I am at my parents house today. I decided to channel 5 year old Mel and eat chicken nuggets for breakfast off of my special plate that has my name on it. I love that my mom keeps my special plate for me.
I think my best friend neighbor is pregnant. I want her to be pregnant so badly! She has been struggling with IF and miscarriages and there have been a couple of things lately that have made me hopeful. I want to ask her but I obviously won't. This is not really a confession but more of a "I just need to put this somewhere."
Hee hee...I was just going to start a confessions/flamefuls.
This is flameful: I didn't tell DH that wpc bought me a drink on Saturday. He was flipping out enough that I stayed out too late as it was.
The other part of all of it is, I had so much fun at the work thing and drinks after--and it was because I didn't have to worry about DH being all weirdly uncomfortable and making me feel like I had to stay by his side because he was insecure.
Motzie, My cousin's a realtor now--I can give you the deets if you want someone to be all "Oh, I don't know that the market is right for this kind of investment right now Mr. Motzie."
My father used his frequent flier miles to buy my tickets to/from NJ. I already felt guilty enough but also very appreciative. Turns out they're first class tickets. Holy shit. So I guess my confession is that, even in my 30s, I'm still a spoiled daddy's girl.
I didn't ask, my parents knew I was saving up and about to buy a ticket, then my father told me that he had enough miles and wanted to get my tickets for me. But still! That's nuts!
Post by omgguineapigs on Jul 1, 2013 13:00:22 GMT -5
I swear I think my last refill of anti-depressants was a placebo. I don't know what's wrong with me lately. Work has got me bummed because apparently I suck at it, I don't know if I'm capable of publishing this fucking paper, and me and DH have been in a funk too even though we're doing a fun new hobby together, which has helped but how often are you going diving in Cincinnati. I hate everything.

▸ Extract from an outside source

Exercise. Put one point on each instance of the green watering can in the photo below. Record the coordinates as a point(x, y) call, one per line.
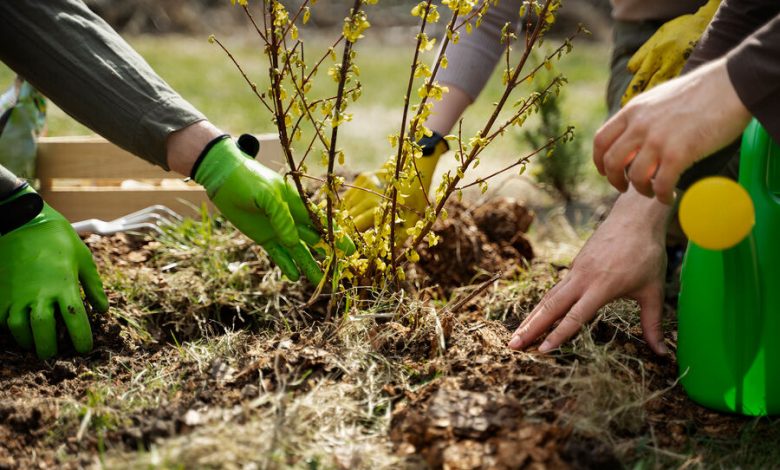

Motzie, My cousin's a realtor now--I can give you the deets if you want someone to be all "Oh, I don't know that the market is right for this kind of investment right now Mr. Motzie."
He has spreadsheets and comps already. The man cannot be argued with. I'm trying not to even humor him, and I just keep saying no.
I just sent an email to our potential adopters that said no in a nice-reasonable way. I really only said no because after two weeks they still have yet to make the decision about whether or not they really want him. Just no. I need someone who is excited and wants to love all over him.
Also, I'm really resisting the urge to put my head down and take a quick nap in the conference room when I'm done pumping. I just don't trust myself not to sleep for 3 hours.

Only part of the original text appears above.